Humberto estaba seguro de que
“aquellos expertos” no tardarían en darse cuenta de lo que se traían entre
manos. Inicialmente se partía el culo de risa con la situación, pero más tarde
se puso nervioso cuando le llegó una noticia inquietante: el equipo de
arqueólogos se estaba enfrascando en un proyecto europeo de más de un millón de
euros para el análisis del coprolito.
“Decidí que les tenía que contar
la verdad. Me puse en contacto con el jefe del equipo diciéndole que tenía algo
importante que comentarle acerca del coprolito.”

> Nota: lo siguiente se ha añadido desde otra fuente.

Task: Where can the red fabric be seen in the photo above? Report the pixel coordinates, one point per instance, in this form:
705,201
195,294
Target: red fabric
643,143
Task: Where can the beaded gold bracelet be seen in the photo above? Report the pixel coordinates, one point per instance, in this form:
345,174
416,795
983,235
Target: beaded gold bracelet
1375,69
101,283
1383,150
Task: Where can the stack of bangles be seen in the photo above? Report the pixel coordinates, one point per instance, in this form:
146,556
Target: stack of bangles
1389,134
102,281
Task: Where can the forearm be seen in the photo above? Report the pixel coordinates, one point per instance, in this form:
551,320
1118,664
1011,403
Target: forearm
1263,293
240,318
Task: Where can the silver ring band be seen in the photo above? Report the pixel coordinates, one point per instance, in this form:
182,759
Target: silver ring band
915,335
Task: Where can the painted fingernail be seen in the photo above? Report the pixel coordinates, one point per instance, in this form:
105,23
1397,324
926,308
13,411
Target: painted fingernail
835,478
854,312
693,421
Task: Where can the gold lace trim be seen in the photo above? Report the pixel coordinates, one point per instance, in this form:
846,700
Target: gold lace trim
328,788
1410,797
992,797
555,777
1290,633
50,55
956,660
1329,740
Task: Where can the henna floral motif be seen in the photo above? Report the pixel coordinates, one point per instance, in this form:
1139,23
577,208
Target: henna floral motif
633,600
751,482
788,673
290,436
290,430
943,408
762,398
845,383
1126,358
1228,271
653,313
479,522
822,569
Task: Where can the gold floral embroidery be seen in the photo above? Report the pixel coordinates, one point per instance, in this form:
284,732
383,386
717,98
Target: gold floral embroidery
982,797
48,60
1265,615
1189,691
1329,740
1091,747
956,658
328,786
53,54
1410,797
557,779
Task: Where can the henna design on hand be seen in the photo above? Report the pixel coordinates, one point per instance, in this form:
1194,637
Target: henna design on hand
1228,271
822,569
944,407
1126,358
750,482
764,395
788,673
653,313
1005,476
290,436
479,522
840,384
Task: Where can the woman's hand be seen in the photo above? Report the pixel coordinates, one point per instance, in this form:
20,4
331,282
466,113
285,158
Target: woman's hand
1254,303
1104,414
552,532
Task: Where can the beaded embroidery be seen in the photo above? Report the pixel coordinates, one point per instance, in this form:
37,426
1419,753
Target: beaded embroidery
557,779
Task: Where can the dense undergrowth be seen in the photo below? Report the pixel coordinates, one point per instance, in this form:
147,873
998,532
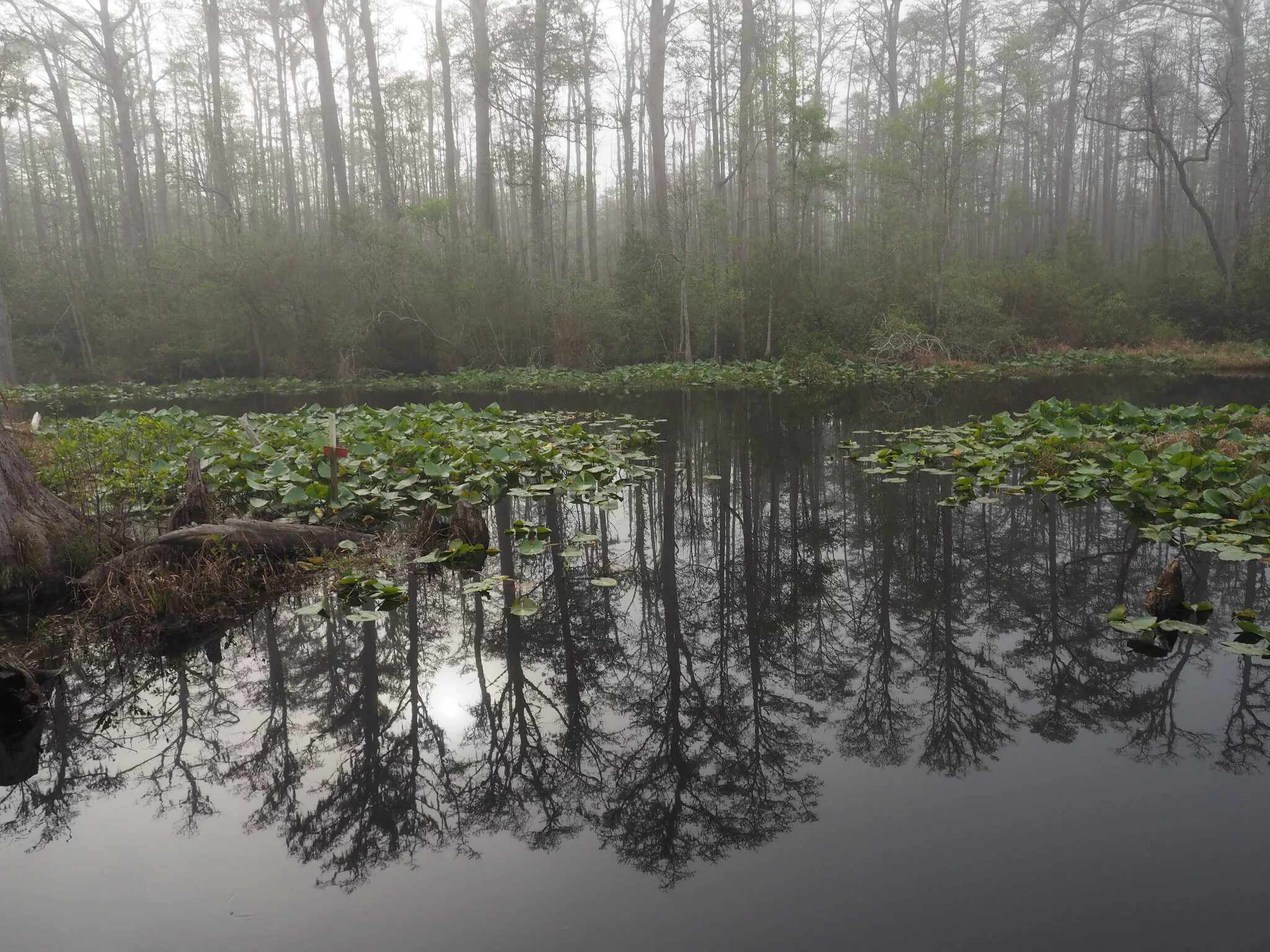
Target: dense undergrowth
128,465
808,374
1197,477
379,298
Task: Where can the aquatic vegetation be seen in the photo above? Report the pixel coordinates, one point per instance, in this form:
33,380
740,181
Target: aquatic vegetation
1155,638
1197,477
397,460
814,374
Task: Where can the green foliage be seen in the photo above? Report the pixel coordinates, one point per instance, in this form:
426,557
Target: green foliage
1194,475
830,369
398,460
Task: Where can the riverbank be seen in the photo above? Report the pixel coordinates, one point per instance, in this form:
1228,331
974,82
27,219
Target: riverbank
810,375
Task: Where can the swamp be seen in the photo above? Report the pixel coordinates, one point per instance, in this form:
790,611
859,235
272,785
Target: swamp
634,475
763,672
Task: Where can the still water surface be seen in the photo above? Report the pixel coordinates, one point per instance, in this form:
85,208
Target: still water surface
817,711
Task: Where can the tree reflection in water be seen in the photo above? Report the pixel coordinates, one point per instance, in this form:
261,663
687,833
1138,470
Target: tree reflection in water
775,606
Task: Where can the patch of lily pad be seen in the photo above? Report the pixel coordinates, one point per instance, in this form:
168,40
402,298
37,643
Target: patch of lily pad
398,461
1196,477
1153,637
812,374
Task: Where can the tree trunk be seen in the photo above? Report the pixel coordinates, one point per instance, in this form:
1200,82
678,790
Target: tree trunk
79,172
659,22
288,167
538,198
388,192
592,230
448,123
332,139
249,536
117,86
8,369
1064,209
8,224
223,188
487,214
42,540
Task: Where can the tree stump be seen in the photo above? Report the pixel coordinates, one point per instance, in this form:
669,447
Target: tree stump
469,524
1165,601
195,506
22,719
42,540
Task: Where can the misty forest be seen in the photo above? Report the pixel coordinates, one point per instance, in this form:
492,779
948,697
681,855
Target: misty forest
634,475
334,188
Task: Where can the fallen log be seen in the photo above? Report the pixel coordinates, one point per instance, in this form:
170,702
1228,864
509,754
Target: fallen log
42,540
195,505
23,700
251,537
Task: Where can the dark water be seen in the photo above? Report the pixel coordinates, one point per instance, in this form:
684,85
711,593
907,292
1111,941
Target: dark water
817,711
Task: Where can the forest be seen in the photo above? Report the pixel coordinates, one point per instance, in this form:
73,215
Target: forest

Desde luego, no esperaba lo que
vino a continuación. Sin darle pie a dar ninguna explicación ni nada, el jefe
le dijo en tono de cabreo:
“Ya sé lo que me vas a contar,
que la muestra está contaminada”.
Humberto se quedó atónito, sin
entender lo que el arqueólogo pretendía decirle. Este continuó:
“Sólo a un espeleólogo ignorante
se le ocurre orinar encima de un valiosísimo resto arqueológico”.
Entonces a Humberto se le iluminó
la mente. Me dice:
“Efectivamente, cuando acabo la faena tengo la
costumbre de regar el tordo con un buen chorro de meada. Manías que tiene uno,
ya sabes”.
El jefe continuó con su tono
acusador:
“La contaminación de la muestra
nos ha dado muchos problemas para establecer la adecuada cronología del
coprolito. Puedes dar gracias a que no nos metamos en acciones judiciales
contra vuestro grupo y os caiga un tremendo paquete.”

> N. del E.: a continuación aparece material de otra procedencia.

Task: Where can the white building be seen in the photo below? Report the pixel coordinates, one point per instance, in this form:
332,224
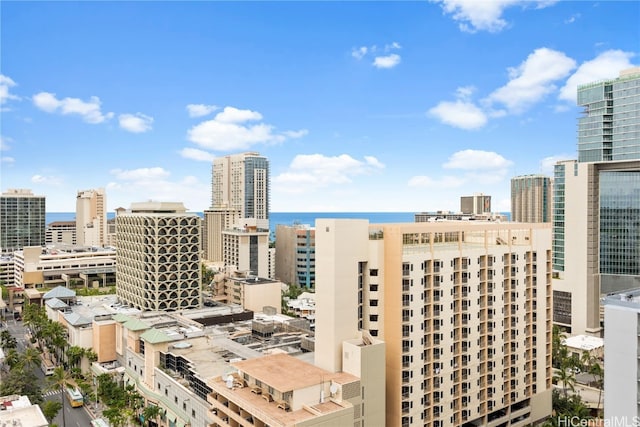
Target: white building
91,218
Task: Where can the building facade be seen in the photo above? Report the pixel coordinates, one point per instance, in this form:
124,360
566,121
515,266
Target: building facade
531,198
91,218
22,220
464,309
609,128
621,362
61,232
246,249
477,204
158,257
296,255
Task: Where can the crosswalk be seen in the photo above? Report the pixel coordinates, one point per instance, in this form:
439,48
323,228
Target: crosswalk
51,393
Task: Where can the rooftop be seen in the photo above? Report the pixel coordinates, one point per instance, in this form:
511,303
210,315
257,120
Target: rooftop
285,373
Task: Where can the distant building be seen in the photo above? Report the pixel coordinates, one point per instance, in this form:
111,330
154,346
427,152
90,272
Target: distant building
477,204
69,266
91,218
531,198
251,292
464,310
296,255
246,248
596,205
621,350
61,232
22,220
158,257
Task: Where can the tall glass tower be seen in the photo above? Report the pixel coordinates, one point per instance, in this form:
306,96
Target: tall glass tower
596,225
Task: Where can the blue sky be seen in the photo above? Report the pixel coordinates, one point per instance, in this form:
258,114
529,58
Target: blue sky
359,106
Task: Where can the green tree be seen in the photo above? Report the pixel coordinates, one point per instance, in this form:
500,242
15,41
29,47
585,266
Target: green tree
60,381
151,413
50,409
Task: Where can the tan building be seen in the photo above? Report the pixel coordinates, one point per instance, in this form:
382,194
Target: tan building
296,255
91,218
595,250
531,198
64,265
61,232
280,390
216,220
464,309
246,248
251,292
158,257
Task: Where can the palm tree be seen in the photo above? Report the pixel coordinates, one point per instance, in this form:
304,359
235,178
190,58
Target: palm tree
564,374
60,380
151,413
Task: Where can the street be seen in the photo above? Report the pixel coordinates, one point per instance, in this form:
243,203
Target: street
75,417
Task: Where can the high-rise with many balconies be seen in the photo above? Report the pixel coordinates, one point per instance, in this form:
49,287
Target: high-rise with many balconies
531,198
158,257
22,220
463,307
91,217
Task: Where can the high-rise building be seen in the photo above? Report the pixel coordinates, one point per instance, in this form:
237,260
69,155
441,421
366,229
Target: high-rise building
241,181
596,205
239,190
91,218
296,255
158,257
477,204
609,128
463,307
621,363
531,198
22,220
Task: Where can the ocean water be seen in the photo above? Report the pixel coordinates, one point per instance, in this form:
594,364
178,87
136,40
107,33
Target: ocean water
286,218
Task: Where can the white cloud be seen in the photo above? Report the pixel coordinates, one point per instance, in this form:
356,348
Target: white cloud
359,52
388,61
461,113
475,15
533,79
235,115
89,111
228,132
195,154
199,110
607,65
444,182
46,180
308,172
6,83
547,164
136,123
295,133
141,174
477,160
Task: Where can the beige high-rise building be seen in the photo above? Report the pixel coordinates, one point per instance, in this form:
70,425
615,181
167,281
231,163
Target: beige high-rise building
531,198
464,309
91,217
239,191
215,221
296,255
158,257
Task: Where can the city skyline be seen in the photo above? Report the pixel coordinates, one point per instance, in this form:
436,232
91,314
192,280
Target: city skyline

“En ese momento decidí que no iba
a contarle nada”, añade Humberto.
“Y qué, ¿ya han emprendido el
estudio?” le pregunto.
El colega apura el cachi de
kalimotxo y continúa. “Sí. Parece que al mocordo le han hecho una prueba de “refracción
atómica”, o alguna hostia así, gastándose decenas de miles de euros, y han
descubierto que el Neanderthal se había alimentado a base de león.”
“¿Qué me dices”?
“Como lo oyes. Lo cierto es que
en aquel hamaiketako nos metimos una buena sarta de chorizos de León.”
Como a veces soy un completo inocente
le digo, “pero eso no quiere decir que fuera carne de león, león…”
Veo que Humberto me mira con una
sonrisa socarrona, y sospecho que me está empezando a vacilar… si es que todo
lo anterior también no ha sido un vacile total. Miro la hora en el móvil como
que tengo alguna cita y me largo apresuradamente de allí, mientras el colega
pide otro cachi.
Tras el perturbador encuentro,
respiro muy aliviado al volver a la confortable compañía de la gente de mi
grupo, donde no se discute el valor de la ciencia y el conocimiento. Poco a
poco recupero la paz y el sosiego mientras contemplo a los compañeros preparando
meticulosamente los detalles de los próximos estudios científicos.